Take an example in Common Lisp:
(defun foo (&rest forms)
(loop for i in forms collect i))
Call "foo" in REPL toplevel:
CL-USER> (foo (= 1 2) (< 2 3))
Got the result:
(NIL T)
Is there any way to get this result?:
((= 1 2) (< 2 3))
You can’t do that in either Scheme or Common Lisp without macros. Of course, it’s also pretty trivial with macros, so feel free to use them if they fit your use case.
That said, there’s a bit more to this question than you may have anticipated. You’re effectively asking for a feature that was present in older Lisps that has fallen out of fashion, known as fexprs. A fexpr is exactly what you describe: a function whose operands are passed to it without being evaluated.
Most modern dialects have done away with fexprs in favor of only using macros, and you can see this Stack Overflow question for more information on why. The gist is that fexprs are hard to optimize, difficult to reason about, and generally less powerful than macros, so they were deemed both redundant and actively harmful and were summarily removed.

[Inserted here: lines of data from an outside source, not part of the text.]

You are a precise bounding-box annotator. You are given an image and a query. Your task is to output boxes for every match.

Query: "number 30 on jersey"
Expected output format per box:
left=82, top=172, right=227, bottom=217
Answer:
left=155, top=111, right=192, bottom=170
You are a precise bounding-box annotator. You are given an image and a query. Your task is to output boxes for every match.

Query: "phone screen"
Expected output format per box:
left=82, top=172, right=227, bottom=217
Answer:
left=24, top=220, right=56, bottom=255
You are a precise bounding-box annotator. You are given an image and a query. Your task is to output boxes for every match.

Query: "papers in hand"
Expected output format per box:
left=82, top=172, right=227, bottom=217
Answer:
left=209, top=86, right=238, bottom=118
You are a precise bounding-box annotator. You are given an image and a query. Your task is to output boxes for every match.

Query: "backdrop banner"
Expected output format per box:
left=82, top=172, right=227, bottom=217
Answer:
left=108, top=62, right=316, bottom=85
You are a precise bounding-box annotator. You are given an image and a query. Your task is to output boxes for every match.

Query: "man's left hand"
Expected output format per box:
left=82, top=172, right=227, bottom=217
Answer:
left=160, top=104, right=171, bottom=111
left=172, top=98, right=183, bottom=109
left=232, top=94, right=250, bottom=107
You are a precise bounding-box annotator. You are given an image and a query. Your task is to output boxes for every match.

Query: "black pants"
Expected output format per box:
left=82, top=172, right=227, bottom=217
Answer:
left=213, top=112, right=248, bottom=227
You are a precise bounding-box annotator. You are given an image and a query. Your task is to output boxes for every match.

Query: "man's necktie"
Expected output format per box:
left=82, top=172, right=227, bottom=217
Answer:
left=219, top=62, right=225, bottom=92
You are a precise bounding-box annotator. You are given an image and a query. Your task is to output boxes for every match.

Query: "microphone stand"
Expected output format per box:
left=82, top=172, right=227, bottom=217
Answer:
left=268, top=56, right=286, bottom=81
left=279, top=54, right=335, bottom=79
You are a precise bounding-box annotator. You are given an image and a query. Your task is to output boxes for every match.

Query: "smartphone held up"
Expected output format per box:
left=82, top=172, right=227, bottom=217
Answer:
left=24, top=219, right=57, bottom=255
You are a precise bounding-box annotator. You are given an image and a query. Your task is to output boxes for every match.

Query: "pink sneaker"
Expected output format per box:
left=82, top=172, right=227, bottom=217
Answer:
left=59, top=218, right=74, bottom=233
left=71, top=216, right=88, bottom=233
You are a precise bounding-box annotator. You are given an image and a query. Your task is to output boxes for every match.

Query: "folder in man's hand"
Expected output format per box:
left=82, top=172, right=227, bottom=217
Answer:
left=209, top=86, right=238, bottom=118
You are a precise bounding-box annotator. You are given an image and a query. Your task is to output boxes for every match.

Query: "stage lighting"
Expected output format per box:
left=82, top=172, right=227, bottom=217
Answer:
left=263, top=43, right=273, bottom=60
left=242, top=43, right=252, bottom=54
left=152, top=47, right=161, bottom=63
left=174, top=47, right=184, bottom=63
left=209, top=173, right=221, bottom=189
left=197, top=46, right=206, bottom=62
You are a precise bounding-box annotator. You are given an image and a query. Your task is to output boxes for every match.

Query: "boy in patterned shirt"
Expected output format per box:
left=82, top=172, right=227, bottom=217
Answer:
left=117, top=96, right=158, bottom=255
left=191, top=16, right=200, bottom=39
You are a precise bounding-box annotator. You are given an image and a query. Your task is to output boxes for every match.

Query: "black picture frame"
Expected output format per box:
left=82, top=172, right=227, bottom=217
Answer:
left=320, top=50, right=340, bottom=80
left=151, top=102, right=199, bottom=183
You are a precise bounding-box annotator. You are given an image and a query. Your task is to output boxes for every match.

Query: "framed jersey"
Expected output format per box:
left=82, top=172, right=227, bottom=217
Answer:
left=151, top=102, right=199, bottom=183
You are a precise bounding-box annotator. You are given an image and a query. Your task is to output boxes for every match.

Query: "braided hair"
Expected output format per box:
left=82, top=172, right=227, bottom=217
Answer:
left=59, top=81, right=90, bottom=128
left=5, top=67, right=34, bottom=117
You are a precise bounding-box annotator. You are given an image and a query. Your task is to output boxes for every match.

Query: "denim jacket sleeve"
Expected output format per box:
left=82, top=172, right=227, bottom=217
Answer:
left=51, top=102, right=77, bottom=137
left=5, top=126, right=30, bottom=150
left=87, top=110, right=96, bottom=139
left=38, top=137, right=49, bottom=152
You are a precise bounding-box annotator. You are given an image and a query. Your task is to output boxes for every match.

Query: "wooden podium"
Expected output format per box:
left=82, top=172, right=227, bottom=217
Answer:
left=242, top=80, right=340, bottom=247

Some modern Lisps still support fexprs or something like them, but those dialects are rare and uncommon in comparison to the relative giants that are Scheme and CL, which dominate the modern Lisp world. If you need this sort of thing, just use macros. Better yet, just quote the arguments so you don’t need any macros at all. You’ll be more explicit (and therefore much clearer), and you’ll get the same behavior.
Yes; you can get the result with an operator called quote, if you don't mind one more level of nesting:
(quote ((= 1 2) (< 2 3)))
-> ((1 2) (2 3))
quote isn't a macro; it is a special operator.